Inga Kaija
Institute of Mathematics and Computer Science, University of Latvia; Riga Stradinš University, Latvia
Ilze Auzina
Institute of Mathematics and Computer Science, University of Latvia, Riga, Latvia
Download articlehttps://doi.org/10.3384/ecp2020172006Published in: Selected Papers from the CLARIN Annual Conference 2019
Linköping Electronic Conference Proceedings 172:6, p. 41-47
Published: 2020-07-03
ISBN: 978-91-7929-807-4
ISSN: 1650-3686 (print), 1650-3740 (online)

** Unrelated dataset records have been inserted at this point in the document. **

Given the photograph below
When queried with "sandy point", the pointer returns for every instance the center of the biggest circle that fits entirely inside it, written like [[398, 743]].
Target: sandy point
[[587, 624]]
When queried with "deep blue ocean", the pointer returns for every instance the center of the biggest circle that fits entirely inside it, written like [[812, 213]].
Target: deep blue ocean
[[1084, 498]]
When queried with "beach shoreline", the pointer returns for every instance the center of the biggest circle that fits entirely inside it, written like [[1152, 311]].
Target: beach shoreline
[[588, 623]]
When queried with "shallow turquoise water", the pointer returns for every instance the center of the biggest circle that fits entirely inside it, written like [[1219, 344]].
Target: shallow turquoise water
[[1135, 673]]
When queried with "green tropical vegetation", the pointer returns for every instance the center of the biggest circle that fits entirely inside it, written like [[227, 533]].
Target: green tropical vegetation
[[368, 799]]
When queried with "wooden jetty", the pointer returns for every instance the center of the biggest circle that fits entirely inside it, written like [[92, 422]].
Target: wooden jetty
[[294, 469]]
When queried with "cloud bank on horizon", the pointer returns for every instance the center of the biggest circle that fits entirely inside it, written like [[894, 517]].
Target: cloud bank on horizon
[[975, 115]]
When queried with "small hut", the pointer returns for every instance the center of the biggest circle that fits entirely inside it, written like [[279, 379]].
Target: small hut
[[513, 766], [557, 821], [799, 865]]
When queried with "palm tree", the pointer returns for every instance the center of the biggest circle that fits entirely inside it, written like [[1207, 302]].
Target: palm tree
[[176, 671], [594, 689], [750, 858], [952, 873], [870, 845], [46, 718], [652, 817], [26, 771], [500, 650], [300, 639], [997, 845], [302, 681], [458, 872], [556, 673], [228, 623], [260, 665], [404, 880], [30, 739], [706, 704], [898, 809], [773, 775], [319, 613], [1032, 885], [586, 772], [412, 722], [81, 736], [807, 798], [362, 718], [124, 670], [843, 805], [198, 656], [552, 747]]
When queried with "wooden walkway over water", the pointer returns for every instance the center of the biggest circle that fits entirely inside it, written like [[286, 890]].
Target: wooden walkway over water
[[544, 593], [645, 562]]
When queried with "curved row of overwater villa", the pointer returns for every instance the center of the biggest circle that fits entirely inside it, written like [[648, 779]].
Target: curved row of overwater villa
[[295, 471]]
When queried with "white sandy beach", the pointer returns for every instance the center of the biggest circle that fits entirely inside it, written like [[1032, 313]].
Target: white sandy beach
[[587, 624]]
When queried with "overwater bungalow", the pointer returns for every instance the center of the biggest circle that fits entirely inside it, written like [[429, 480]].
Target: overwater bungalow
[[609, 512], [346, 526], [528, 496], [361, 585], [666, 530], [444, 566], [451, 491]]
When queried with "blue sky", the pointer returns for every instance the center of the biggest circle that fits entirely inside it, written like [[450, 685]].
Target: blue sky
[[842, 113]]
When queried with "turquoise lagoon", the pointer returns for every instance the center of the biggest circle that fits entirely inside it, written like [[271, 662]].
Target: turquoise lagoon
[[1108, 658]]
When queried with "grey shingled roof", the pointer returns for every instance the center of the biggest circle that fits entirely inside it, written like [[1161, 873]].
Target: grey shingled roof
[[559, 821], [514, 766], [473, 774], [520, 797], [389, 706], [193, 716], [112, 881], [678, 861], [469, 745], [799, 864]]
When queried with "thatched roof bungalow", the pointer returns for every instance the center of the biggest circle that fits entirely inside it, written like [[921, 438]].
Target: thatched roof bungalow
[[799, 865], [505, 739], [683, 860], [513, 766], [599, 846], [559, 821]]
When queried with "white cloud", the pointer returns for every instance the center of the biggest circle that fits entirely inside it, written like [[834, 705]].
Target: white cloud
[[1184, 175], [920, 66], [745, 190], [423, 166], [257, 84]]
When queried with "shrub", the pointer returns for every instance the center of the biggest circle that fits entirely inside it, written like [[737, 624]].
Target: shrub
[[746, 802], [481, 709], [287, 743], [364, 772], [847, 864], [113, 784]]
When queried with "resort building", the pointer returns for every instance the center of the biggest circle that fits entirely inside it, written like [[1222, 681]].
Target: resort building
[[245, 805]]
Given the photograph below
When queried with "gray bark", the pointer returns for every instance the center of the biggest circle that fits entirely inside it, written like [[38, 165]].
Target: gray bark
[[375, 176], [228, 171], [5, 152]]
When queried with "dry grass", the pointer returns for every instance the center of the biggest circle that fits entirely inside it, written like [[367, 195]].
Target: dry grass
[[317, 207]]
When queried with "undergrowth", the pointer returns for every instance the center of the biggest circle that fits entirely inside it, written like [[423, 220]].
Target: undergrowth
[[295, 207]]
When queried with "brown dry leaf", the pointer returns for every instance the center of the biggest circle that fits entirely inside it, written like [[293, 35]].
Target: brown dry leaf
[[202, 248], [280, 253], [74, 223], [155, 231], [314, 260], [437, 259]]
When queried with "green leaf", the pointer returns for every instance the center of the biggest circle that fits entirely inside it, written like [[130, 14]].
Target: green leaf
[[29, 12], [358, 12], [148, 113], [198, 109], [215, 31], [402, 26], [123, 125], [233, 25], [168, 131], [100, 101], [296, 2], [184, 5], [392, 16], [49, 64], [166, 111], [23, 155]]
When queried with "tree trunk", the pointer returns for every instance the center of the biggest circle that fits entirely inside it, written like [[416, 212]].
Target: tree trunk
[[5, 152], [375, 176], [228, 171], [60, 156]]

Copyright and personal data protection are two of the most important legal aspects of collecting data for a learner corpus. The paper explains the challenges in data collection for the learner corpus of Latvian “LaVA” and describes the procedure undertaken to ensure protection of the texts’ authors’ rights. An agreement / metadata questionnaire form was created to inform the authors of the ways their texts are used and to receive the authors’ permission to use them in the stated way. The information, permission, and the metadata questionnaire are printed on one side of an A4 size paper sheet, and the author is supposed to write the text on the other side by hand, thus eliminating the need to identify the author of the text separately. After scanning and adding to the corpus, the text originals are returned to the authors.